Вадим Афанасьевич и Володька лежали рядом на спинах, покуривали, пускали дым в звездное небо.
– Какие мы маленькие, Вадик, – вдруг сказал Телескопов, – и кому мы нужны в этой Вселенной, а? Ведь в ней же все сдвигается, грохочет, варится, вся она химией своей занята, а мы ей до феньки.
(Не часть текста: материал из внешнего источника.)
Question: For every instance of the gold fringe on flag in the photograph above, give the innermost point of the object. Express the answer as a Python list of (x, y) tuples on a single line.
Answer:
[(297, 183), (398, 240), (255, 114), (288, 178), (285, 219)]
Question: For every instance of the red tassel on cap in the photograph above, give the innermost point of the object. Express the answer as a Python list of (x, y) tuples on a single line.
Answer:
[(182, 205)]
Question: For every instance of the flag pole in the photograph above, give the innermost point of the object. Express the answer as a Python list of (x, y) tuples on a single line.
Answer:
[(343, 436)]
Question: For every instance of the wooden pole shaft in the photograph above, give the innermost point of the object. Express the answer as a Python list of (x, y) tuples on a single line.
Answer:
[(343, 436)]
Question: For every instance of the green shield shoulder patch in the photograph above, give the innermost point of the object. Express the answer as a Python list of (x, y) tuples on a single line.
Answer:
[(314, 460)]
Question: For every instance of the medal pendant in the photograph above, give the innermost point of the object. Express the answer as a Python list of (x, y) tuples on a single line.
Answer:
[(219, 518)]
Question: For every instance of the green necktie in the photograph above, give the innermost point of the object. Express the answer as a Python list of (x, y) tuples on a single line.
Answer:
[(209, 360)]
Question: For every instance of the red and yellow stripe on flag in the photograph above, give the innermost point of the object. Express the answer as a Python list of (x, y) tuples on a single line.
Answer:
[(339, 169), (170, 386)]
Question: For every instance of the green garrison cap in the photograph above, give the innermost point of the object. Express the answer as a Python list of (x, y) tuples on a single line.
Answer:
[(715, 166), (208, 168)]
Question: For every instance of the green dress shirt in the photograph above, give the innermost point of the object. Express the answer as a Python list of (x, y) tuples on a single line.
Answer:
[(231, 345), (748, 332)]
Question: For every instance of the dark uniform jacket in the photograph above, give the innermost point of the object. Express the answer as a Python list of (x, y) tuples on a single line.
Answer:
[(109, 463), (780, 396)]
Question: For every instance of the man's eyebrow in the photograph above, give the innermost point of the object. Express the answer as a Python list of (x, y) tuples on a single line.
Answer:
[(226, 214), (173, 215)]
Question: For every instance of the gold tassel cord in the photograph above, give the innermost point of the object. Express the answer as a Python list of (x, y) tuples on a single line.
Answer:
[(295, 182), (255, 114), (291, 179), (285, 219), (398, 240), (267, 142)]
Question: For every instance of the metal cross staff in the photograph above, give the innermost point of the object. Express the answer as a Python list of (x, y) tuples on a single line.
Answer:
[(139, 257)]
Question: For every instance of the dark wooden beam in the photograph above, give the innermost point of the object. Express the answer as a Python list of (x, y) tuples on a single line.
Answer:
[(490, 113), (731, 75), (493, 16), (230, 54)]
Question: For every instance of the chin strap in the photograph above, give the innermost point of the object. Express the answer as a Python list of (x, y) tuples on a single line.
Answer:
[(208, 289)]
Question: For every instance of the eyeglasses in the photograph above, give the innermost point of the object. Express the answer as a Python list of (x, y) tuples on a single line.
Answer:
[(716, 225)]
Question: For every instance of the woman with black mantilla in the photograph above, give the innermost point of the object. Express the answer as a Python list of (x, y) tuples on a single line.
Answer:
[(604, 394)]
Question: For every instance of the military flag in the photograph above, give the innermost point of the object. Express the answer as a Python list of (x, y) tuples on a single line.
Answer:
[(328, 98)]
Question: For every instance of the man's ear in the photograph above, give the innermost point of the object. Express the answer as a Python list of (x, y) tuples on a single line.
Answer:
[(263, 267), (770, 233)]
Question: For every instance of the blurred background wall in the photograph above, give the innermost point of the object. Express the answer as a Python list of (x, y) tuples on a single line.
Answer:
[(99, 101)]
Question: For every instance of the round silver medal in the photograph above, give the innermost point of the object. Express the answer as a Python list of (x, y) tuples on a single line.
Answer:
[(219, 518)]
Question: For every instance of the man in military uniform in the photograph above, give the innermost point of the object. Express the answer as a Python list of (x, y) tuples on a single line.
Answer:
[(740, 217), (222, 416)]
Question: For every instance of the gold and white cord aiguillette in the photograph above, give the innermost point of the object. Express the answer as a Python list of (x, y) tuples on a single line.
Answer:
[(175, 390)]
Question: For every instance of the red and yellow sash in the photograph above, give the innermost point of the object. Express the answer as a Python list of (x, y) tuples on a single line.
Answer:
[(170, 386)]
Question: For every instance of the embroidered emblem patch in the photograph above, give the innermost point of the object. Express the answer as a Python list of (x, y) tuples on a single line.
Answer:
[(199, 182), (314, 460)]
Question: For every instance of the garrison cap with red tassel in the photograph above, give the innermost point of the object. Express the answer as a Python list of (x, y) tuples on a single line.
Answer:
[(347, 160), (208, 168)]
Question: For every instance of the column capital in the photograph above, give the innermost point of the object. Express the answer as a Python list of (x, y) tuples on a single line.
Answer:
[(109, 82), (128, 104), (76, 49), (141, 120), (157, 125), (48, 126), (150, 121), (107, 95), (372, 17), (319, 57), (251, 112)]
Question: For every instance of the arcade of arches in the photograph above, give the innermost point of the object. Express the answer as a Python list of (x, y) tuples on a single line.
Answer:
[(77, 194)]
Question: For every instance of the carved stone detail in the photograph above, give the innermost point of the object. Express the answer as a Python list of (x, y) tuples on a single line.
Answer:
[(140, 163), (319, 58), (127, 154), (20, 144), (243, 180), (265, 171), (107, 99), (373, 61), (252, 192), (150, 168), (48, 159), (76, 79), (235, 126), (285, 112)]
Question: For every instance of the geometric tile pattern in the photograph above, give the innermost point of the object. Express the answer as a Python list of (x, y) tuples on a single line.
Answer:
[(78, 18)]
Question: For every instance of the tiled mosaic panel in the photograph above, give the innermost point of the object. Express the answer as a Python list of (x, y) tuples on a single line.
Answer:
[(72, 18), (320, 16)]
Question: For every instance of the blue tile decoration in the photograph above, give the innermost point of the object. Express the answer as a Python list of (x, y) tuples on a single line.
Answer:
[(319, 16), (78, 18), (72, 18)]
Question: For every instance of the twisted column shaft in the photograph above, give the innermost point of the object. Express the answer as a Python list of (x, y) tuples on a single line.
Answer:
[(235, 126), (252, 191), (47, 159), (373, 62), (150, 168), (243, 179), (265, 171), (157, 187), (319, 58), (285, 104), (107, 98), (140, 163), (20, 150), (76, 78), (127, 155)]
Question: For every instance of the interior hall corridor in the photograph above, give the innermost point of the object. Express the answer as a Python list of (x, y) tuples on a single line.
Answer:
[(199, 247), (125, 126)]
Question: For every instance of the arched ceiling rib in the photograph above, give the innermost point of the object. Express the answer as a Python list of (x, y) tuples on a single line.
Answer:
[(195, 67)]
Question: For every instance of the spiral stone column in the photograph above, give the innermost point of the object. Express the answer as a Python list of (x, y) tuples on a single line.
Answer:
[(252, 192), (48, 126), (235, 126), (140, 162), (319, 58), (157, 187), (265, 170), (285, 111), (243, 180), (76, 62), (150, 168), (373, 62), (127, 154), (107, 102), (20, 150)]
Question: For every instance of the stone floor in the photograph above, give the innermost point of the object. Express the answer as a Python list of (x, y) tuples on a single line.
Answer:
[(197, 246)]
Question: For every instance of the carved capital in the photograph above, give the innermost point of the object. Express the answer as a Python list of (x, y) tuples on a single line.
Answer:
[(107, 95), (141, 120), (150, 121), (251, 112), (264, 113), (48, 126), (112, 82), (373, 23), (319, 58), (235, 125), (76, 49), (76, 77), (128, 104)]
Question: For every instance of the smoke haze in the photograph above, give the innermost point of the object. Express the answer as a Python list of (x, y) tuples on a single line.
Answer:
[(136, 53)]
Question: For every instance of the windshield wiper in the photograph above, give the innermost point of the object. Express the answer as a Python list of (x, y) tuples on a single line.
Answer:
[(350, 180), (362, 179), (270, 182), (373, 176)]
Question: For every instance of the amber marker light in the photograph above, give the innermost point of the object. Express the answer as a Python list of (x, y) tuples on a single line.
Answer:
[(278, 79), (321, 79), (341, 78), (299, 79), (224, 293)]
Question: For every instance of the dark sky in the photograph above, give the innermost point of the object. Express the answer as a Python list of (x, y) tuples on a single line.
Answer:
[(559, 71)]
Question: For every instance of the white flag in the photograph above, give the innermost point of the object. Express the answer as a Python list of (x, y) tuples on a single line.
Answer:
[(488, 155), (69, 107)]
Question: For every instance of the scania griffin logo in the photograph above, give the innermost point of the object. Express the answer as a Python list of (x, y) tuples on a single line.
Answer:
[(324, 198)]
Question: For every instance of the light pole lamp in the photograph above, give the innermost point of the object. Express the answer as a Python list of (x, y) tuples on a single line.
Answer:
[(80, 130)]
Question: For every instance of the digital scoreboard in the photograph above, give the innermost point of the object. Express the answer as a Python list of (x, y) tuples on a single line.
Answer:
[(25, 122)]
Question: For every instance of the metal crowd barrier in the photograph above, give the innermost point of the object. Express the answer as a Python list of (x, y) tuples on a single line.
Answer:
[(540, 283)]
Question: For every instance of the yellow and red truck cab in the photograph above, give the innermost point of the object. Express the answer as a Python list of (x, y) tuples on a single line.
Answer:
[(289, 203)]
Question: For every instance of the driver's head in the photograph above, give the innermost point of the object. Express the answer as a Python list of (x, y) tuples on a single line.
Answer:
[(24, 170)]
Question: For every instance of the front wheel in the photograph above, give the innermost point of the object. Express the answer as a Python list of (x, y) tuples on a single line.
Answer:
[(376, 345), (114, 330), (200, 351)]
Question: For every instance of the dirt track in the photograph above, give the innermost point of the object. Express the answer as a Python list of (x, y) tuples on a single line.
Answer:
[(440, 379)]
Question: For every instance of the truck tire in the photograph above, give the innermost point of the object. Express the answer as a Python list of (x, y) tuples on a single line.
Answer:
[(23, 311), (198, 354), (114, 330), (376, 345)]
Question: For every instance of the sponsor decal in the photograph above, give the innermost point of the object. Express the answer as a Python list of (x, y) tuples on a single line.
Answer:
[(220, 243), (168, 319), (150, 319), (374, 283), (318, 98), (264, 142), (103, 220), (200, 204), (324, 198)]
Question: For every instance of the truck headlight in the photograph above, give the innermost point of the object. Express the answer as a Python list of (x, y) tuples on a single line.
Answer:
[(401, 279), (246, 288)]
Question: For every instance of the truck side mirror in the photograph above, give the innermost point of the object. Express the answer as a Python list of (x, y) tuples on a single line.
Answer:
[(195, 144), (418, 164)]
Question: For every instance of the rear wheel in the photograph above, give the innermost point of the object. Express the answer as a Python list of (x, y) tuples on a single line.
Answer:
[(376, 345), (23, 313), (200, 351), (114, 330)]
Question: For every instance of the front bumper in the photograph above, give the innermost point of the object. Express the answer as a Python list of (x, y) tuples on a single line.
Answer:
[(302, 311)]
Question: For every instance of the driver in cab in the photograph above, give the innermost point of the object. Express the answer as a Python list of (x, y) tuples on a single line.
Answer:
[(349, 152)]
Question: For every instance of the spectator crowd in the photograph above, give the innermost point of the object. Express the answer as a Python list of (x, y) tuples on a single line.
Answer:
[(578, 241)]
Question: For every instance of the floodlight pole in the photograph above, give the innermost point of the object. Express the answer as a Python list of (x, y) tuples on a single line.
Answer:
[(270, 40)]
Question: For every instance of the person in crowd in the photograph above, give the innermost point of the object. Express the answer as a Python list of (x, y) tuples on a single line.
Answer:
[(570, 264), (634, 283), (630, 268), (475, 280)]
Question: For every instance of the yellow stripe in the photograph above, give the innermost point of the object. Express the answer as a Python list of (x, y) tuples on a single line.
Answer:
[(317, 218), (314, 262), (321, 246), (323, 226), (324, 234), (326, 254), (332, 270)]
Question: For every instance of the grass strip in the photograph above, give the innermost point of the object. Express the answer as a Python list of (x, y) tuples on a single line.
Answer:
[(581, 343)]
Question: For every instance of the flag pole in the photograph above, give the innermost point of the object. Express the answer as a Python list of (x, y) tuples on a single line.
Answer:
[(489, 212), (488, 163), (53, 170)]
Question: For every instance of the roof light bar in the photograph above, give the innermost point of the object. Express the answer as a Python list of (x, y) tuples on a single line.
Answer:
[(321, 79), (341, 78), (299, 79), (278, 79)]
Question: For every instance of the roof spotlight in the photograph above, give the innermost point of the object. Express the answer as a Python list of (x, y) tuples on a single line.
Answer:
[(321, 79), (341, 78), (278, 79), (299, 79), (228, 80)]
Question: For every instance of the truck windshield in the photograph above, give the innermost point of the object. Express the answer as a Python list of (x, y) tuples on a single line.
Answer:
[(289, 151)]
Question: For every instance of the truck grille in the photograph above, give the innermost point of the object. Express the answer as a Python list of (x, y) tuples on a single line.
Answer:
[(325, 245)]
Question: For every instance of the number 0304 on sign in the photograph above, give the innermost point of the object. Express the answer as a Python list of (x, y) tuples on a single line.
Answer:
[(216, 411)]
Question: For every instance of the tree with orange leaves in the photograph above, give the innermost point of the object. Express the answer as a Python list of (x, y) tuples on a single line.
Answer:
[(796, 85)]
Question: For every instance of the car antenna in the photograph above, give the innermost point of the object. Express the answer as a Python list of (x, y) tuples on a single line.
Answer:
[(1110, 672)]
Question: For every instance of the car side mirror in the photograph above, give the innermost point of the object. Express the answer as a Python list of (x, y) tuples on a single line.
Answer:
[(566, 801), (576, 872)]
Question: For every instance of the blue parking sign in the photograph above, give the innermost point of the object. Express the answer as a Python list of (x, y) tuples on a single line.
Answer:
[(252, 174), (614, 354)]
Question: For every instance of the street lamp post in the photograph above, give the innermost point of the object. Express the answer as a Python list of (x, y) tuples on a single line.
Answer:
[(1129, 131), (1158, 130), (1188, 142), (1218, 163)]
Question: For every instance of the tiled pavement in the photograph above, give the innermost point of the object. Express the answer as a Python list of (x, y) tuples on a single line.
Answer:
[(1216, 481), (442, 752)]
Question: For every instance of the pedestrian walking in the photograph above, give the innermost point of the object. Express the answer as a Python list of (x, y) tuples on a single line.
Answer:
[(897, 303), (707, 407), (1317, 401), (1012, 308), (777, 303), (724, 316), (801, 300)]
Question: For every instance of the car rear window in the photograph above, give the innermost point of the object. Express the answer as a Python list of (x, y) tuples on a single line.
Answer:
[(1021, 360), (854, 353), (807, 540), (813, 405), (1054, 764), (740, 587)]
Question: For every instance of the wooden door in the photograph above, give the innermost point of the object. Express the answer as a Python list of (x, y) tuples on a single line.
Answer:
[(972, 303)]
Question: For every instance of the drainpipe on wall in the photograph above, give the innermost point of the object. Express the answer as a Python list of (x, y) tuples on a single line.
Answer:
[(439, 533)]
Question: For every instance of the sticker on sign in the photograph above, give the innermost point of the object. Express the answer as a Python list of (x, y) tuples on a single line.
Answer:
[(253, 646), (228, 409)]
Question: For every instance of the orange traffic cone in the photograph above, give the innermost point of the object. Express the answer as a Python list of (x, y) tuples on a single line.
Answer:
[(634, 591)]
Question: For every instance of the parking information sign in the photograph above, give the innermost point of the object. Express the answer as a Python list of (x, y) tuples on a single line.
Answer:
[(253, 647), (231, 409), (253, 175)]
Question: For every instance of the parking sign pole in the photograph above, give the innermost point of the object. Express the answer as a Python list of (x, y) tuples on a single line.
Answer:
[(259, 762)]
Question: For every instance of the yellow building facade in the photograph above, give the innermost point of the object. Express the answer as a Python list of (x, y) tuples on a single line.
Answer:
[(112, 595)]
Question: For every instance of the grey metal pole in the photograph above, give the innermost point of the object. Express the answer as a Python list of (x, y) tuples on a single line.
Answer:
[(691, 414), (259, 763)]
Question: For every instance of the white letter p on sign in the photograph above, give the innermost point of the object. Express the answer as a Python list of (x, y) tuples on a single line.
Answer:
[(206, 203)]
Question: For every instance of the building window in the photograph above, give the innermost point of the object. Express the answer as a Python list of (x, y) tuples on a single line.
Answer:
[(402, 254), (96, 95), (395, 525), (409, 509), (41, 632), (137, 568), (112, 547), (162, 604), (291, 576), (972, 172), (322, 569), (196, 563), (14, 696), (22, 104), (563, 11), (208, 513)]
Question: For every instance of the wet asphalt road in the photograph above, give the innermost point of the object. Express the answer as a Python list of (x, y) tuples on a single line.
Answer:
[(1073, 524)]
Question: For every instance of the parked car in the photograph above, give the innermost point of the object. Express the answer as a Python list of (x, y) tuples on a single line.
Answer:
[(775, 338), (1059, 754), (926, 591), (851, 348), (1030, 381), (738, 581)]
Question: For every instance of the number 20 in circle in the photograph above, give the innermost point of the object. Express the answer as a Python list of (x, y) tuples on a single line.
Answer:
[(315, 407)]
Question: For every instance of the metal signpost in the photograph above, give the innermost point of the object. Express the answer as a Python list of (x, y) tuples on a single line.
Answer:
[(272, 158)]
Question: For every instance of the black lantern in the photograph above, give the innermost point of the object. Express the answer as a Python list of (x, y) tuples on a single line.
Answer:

– Идея космического одиночества? Этим занято много умов, – проговорил Вадим Афанасьевич и вспомнил своего соперника-викария, знаменитого кузнечника из Гельвеции.
– А чего она варит, чего сдвигает и что же будет в конце концов, да и что такое «в конце концов»? Честно, Вадик, мандраж меня пробирает, когда думаю об этом «в конце концов», страшно за себя, выть хочется от непонятного, страшно за всех, у кого руки-ноги и черепушка на плечах. Сквозануть куда-то хочется со всеми концами, зашабашить сразу, без дураков. Ведь не было же меня и не будет, и зачем я взялся?
– Человек остается жить в своих делах, – глухо проговорил Вадим Афанасьевич в пику викарию.
– И дед Моченкин, и бабка Степанида, и я, богодул несчастный? В каких же это делах останемся мы жить? – продолжал Володя. – Вот раньше несознательные массы знали: Бог, рай, ад, черт – и жили под этим знаком. Так ведь этого же нету, на любой лекции тебе скажут. Верно? Выходит, я весь ухожу, растворяюсь к нулю, а сейчас остаюсь без всяких подробностей, просто как ожидающий, так? Или нет? Был у нас в Усть-Касимовском карьере Юрка Звонков. Одно только знал – трешку стрельнуть до аванса, а замотает, так ходит именинником, да к девкам в общежитие залезть, били его бабы каждый вечер, ой, смех. Однажды стрела на Юрку упала, повезли мы его на кладбище, я в медные тарелки бил. Обернусь, лежит Юрка, важный, строгий, как будто что-то знает, никогда я раньше такого лица у него не видел. Прихожу в амбулаторий, спрашиваю у Семена Борисовича: отчего у Юрки лицо такое было? А он говорит: мускулатура разглаживается у покойников, оттого и такое лицо, понятно вам, Телескопов? Это-то мне понятно, про мускулатуру это понятно…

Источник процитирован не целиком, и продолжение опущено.